Un État « qui fait l’objet d’une procédure concernant les déficits excessifs [au-delà de 3 %] met en place un programme de partenariat budgétaire et économique comportant une description détaillée des réformes structurelles à mettre en œuvre pour assurer une correction effective et durable de son déficit excessif » (article 5, alinéa 1). Soumis à une « procédure de déficit excessif », ** l’État concerné devra soumettre son budget et un programme de « réformes structurelles » à la Commission et au Conseil, qui devront l’approuver et en suivre la mise en place. Cet article est une nouvelle arme pour imposer des réformes libérales, car les « réformes structurelles » font référence à la baisse des dépenses publiques, à la libéralisation de l’économie et à la flexibilisation du marché du travail.

« Les chefs d’État ou de gouvernement des parties contractantes dont la monnaie est l’euro se réunissent de manière informelle lors de sommets de la zone euro auxquels participe également le président de la Commission européenne. Le président de la Banque centrale européenne  [BCE] est invité à participer à ces réunions » (article 12, alinéa 1). Il faut un nouveau traité pour inscrire dans le marbre le fait que les chefs d’État ou de gouvernement se réunissent « de manière informelle » pour la « gouvernance de la zone euro » avec le président de la BCE. Cet article est symptomatique du bâclage juridique et confirme le caractère peu démocratique du traité. Il s’agit d’imposer une règle budgétaire contraignante en tenant à l’écart le Parlement européen, mais sans toucher à l’indépendance de la BCE ni à ses missions. Ainsi, au lieu qu’il soit invité de droit, « le président du Parlement européen peut être invité à être entendu » (article 12, alinéa 5).

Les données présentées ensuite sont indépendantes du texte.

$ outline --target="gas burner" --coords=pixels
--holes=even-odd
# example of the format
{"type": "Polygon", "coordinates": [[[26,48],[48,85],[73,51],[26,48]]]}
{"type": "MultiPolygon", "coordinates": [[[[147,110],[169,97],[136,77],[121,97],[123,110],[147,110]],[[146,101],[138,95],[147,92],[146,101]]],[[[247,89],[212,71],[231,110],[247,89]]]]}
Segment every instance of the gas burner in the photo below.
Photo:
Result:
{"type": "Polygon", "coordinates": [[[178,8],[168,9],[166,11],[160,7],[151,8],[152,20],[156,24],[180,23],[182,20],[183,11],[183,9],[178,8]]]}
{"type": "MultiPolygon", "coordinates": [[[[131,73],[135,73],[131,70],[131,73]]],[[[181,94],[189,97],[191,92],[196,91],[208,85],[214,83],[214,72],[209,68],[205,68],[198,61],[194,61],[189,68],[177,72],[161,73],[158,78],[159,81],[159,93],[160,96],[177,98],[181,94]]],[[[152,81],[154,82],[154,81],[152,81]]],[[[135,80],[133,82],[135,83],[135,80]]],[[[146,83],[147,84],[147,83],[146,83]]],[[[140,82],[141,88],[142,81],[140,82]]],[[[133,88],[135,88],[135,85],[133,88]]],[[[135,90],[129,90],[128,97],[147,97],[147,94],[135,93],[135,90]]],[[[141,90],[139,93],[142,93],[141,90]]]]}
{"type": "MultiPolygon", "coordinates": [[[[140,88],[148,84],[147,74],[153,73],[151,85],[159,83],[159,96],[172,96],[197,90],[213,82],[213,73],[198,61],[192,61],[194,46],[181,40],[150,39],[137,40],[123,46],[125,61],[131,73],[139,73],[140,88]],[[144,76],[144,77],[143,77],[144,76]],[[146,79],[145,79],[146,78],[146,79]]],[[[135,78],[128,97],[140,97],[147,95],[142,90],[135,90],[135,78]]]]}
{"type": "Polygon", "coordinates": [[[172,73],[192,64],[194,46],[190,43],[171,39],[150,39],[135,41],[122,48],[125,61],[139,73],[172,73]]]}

« Dans un délai de cinq ans maximum à compter de la date d’entrée en vigueur du présent traité,* […] les mesures nécessaires sont prises […] afin d’intégrer le contenu du présent traité dans le cadre juridique de l’Union européenne. » (article 16). Ce point signifie que le traité budgétaire sera intégré aux traités de l’Union, c’est-à-dire à celui de Lisbonne modifiant le traité sur l’Union européenne et au traité instituant la Communauté européenne. Il s’appliquera donc aux 27 États membres de l’UE… Le futur traité sur l’UE modifié renforcera ainsi considérablement les pouvoirs des instances européennes (Commission, Conseil, Cour de justice) au détriment des Parlements nationaux… et du Parlement européen.

[^2]: Traité sur la stabilité, la coordination et la gouvernance au sein de l’Union économique et monétaire (TSCG).